Solution of a network problem

Before going further into the structure of NOVA, let us consider a significant example, which shows that NOVA is well suited to the solution of differential equations using difference methods over a rectangular network.

Let Fig. 1 represent an artificial network used as a model for some physical process. Generally speaking, the method of advancing the variables at a mesh point (j, k) from one time step to the next involves only information from the neighboring mesh points. A typical hydrodynamics problem will require a list of 10 to 20 variables (physical quantities) at each mesh point. The traditional computer solution involves listing these variables to each point in a contiguous fashion and in a regular sequence with respect to the rows and columns of the array.

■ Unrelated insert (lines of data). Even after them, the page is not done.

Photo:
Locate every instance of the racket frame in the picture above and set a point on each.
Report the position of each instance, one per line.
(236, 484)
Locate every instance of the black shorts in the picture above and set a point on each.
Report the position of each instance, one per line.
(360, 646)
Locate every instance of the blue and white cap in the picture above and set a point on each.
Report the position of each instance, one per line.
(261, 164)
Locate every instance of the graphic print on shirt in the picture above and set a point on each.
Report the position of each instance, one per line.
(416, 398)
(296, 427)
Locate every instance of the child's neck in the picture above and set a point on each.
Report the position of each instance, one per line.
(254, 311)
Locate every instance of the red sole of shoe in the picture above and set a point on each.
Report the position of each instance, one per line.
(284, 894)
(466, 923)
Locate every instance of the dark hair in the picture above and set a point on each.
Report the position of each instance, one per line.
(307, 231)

If the total array does not fit into the fast memory, three adjacent columns (or rows) are brought to the fast memory; as a new column is calculated, the next column in sequence is brought in from bulk memory and the oldest of the three is written to bulk memory. In this fashion one proceeds across the array. This process is then repeated until some significant physical occurrence happens and the problem is ended.

In NOVA, the variables are organized into separate lists rather than by mesh point. From a computational standpoint this is possible since the main memory of NOVA may be essentially unlimited in size, at least exceeding the size of the largest present network problems. One then proceeds to execute operations on

Fig. 1. Two-dimensional array.

Fig. 2. Lists of variables.

lists of variables rather than single variables, performing a single operation for all mesh points in the array in sequence.

Let us look more closely at the variables and their possible combinations. Let Uj,k and Vj,k be variables associated with the array of Fig. 1. These variables are listed sequentially by column in Fig. 2, along with further lists of the V column shifted by various increments.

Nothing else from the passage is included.